Silent backfills are one of the fastest ways to destroy trust in dashboards. A metric that quietly shifts overnight makes everyone wonder which other numbers they can trust.
Ownership and responsibility
Good data is not just a pipeline problem, it is a culture problem. The habits below are about treating data as a shared asset, not as someone else’s job.
Do not use spreadsheets as hidden databases
Spreadsheets are great for ad-hoc analysis. They are terrible as operational systems, yet companies routinely let them become the source of truth for commissions, active clients, country-to-region mappings, or discount eligibility rules.
If something is important enough that the business depends on it, it belongs in an operational system, not in a spreadsheet.
Warning signs a spreadsheet has crossed the line:
- No clear owner, but multiple editors.
- Pipelines, reports, or business processes depend on it.
- No schema, validation, or version control.
- “Don’t touch row 47, it has a special formula.”
Spreadsheets have no referential integrity, no audit log, no real access controls, and no review process. One accidental sort or hidden filter can silently corrupt everything, and you will find out weeks later, when the numbers stop adding up.
Every “critical spreadsheet” is a future incident waiting to happen. Use a proper database, an application, or at least a versioned config file in a repo. Not a shared sheet anyone can break with one click.
If a spreadsheet is truly unavoidable, treat it like a data source: a single owner, a fixed schema, a clear contract with the data team, and an automated check that flags broken rows.

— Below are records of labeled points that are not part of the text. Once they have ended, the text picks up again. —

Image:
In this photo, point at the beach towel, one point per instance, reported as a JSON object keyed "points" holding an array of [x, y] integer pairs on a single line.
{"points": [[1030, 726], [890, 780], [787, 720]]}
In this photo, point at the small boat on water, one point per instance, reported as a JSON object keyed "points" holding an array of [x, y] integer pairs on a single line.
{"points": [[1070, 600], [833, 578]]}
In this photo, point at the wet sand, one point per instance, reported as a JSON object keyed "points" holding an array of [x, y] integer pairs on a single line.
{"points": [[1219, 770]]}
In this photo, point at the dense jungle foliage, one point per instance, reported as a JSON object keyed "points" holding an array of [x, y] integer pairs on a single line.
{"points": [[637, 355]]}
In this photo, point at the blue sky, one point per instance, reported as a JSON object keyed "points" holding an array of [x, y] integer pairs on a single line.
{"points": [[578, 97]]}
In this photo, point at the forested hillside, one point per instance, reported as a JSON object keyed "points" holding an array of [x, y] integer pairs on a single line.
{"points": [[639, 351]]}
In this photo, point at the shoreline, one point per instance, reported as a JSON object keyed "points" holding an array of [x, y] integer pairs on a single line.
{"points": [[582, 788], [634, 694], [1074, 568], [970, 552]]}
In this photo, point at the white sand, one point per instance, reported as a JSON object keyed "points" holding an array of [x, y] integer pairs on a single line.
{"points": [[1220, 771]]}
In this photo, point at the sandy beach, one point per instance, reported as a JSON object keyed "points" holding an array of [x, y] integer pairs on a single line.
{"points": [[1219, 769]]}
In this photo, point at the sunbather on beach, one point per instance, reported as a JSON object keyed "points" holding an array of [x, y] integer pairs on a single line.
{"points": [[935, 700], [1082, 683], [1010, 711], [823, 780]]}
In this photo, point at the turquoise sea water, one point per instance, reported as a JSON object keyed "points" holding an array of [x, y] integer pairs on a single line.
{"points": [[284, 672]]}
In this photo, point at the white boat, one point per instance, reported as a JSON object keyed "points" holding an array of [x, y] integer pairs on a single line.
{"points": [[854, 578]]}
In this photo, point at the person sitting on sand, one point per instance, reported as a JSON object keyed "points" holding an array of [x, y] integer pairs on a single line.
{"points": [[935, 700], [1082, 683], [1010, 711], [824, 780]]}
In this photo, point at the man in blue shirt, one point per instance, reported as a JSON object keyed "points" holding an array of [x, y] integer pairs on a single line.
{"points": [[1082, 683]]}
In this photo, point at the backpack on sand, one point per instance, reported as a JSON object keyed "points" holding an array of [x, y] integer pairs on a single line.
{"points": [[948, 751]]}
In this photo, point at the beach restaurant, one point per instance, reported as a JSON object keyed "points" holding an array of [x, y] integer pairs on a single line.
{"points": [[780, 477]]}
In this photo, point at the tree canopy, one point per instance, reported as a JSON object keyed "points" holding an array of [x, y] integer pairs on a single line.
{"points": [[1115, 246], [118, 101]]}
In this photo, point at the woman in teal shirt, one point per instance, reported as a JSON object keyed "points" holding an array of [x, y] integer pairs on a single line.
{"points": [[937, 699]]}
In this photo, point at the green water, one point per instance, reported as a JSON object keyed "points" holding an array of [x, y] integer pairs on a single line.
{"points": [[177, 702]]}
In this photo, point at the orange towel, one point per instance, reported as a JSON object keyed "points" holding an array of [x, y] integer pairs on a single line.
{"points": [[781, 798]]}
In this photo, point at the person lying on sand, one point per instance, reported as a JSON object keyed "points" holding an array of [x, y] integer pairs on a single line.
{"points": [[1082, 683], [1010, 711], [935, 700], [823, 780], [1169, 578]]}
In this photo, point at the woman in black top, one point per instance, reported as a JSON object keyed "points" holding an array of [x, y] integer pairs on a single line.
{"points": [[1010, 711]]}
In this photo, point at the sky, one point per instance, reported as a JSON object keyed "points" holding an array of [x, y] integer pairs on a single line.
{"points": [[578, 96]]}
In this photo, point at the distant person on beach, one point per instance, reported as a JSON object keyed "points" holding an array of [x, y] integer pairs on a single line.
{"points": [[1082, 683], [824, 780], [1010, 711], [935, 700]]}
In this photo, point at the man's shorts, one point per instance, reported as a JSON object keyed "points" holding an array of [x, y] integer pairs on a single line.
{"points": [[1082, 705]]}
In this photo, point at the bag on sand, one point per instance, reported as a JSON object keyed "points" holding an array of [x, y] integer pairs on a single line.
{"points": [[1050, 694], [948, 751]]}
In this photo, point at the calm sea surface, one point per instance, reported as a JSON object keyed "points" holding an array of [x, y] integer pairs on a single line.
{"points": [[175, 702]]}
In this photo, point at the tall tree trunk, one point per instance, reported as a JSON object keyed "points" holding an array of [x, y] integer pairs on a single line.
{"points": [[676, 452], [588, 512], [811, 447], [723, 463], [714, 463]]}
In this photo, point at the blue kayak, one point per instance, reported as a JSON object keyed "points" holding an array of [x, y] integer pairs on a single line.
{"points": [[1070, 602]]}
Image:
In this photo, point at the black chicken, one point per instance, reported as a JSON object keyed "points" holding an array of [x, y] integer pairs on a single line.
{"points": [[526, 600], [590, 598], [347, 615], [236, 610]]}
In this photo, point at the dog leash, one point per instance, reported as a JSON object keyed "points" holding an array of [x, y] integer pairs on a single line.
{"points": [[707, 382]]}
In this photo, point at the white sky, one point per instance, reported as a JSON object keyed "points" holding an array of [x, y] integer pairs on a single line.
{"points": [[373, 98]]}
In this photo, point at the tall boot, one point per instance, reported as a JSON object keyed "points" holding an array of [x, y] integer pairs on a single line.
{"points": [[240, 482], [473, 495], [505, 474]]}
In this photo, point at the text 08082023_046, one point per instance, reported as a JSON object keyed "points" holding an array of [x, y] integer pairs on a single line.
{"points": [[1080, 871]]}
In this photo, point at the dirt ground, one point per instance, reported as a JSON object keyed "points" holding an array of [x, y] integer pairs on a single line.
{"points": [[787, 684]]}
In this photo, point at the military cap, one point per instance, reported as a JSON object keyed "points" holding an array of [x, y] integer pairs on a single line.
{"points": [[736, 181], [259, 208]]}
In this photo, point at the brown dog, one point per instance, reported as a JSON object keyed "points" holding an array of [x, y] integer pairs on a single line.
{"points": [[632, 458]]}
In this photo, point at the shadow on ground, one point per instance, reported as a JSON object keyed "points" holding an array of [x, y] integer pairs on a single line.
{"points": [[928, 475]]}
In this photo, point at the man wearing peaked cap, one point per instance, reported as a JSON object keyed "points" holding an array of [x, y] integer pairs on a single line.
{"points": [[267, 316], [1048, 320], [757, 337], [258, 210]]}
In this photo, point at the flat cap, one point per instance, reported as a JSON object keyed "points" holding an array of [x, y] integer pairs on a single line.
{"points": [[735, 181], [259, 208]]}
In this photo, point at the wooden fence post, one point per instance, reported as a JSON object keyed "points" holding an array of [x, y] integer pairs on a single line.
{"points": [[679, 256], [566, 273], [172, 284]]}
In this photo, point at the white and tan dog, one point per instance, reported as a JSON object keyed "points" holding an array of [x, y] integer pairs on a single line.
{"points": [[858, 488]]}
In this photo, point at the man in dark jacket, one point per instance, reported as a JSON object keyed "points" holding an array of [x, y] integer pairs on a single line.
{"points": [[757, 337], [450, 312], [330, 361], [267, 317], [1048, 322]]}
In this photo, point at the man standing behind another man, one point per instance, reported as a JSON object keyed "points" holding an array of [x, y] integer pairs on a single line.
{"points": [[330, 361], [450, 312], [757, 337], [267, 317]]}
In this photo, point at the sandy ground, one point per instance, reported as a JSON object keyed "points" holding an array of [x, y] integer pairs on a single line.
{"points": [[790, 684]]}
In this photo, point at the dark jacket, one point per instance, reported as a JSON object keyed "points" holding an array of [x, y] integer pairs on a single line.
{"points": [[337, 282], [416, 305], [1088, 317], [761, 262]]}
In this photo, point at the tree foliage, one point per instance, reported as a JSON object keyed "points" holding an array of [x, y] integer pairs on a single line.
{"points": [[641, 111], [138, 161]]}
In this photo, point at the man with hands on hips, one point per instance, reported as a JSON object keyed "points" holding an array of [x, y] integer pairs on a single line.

Be explicit about sensitive data
If a source contains personal, financial, health, or otherwise sensitive data, say it clearly and early. The data team can then apply the right controls from the start: access restrictions, masking, encryption at rest, retention policies, audit logs.
Categories worth flagging explicitly:
- PII: names, emails, phone numbers, addresses, IDs.
- Financial: card numbers, bank accounts, salary information.
- Health: medical records, diagnoses.
- Authentication: passwords (which should never be in analytics anyway), tokens, secrets.
Discovering sensitive data after it has been copied into a data warehouse, a dashboard, or a CSV export is an expensive incident. Flag it before extraction, not after.
Data quality is a shared responsibility
The data team can clean, model, test, and document data, but they cannot fully compensate for problems at the source. No amount of dbt tests will fix:
- Missing or unreliable timestamps.
- Unstable or recycled IDs.
- Silent hard deletions.
- Undocumented schema changes.
- Ambiguous business definitions.
Good data starts at the source. The data team’s job is to amplify good data into insights, not to rescue bad data into something usable.
If the habits in this post become part of how product, engineering, and business teams work, the data team can spend less time firefighting and more time doing what they are actually good at: turning data into decisions.